The mammon thesis – that money could be inherently toxic to the spiritual life – proved more resilient – and actually saw rapid increase in some popular lay movements especially from the 12th c. on. We may speculate that this was because of laypeople’s high and increasing degree of engagement in the money economy in that period (which on an individual basis was no doubt higher than that of most monastics). But the teaching of “apostolic poverty” became particularly associated with movements that were deemed heretical, such as the Waldensians, and suppressed by the established church “with extreme prejudice” – which likely damped its impact in the larger culture.[iii]
In search of historical examples that carry sufficient weight and clarity that they pose significant challenges to the received scholarly doctrine, we turn to the undisputedly formative spiritual teachers Gregory the Great and Bernard of Clairvaux; the undisputedly rigorous monastic community of the Cistercians; and the undisputedly vibrant and popular late medieval lay spiritual movements such as those informed by the writings of Meister Eckhardt and Johann Tauler (e.g. the Brothers and Sisters of the Common Life), to see whether they bear out or challenge our three theses.
. . . continued in part III
[i] Samuel Torvend, “Lay Spirituality in Medieval Christianity” – https://opcentral.org/resources/2015/01/12/samuel-torvend-lay-spirituality-in-medieval-christianity/ – drawing from Lester Little, Religious Poverty and the Profit Economy in Medieval Europe (Ithaca: Cornell University Press 1978), pp. 29-34.
[ii] Torvend, “Lay Spirituality.”
[iii] “At the same time, a doctrine of spiritual dualism was being preached by certain groups, notably the Albigensians, which promoted a gross contempt of material goods, the body, and sexuality — a contempt paralleled in the heretical teaching which denied the human nature of Christ, the value of the sacraments, and the established ministries of the church.
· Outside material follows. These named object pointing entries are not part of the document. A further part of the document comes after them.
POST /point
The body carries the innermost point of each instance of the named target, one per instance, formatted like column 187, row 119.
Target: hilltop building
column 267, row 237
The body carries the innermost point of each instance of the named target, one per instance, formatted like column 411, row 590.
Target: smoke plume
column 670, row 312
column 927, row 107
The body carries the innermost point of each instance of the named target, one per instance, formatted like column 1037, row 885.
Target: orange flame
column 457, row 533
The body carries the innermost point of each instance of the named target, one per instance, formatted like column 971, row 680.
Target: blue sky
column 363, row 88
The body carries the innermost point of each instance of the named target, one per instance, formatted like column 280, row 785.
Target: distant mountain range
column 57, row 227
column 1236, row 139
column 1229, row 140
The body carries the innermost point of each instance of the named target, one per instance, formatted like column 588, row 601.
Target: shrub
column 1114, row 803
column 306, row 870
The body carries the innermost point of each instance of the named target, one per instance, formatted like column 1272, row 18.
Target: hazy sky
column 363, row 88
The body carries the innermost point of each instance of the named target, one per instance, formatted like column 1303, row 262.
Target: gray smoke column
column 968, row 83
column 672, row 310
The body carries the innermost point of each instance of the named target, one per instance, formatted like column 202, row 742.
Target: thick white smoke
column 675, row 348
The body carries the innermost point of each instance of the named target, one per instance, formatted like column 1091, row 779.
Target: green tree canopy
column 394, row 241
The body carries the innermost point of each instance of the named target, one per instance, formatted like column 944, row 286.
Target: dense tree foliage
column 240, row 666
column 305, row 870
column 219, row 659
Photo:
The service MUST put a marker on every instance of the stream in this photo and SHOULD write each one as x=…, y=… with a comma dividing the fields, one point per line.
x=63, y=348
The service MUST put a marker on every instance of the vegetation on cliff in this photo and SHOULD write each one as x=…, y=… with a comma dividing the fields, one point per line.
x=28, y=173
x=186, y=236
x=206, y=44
In essence those groups which were heretical taught in both theory and practice that divine truth was vouchsafed only to the simplest and poorest hearers, a teaching which tended to separate gospel from theology, experience from learning, and spirit from matter.” (Torvend, op. cit., drawing from D. Knowles and D. Obolensky, The Middle Ages, in The Christian Centuries, vol. 2, ed. Louis Rogier (New York: Paulist Press, 1969), pp. 365-71.)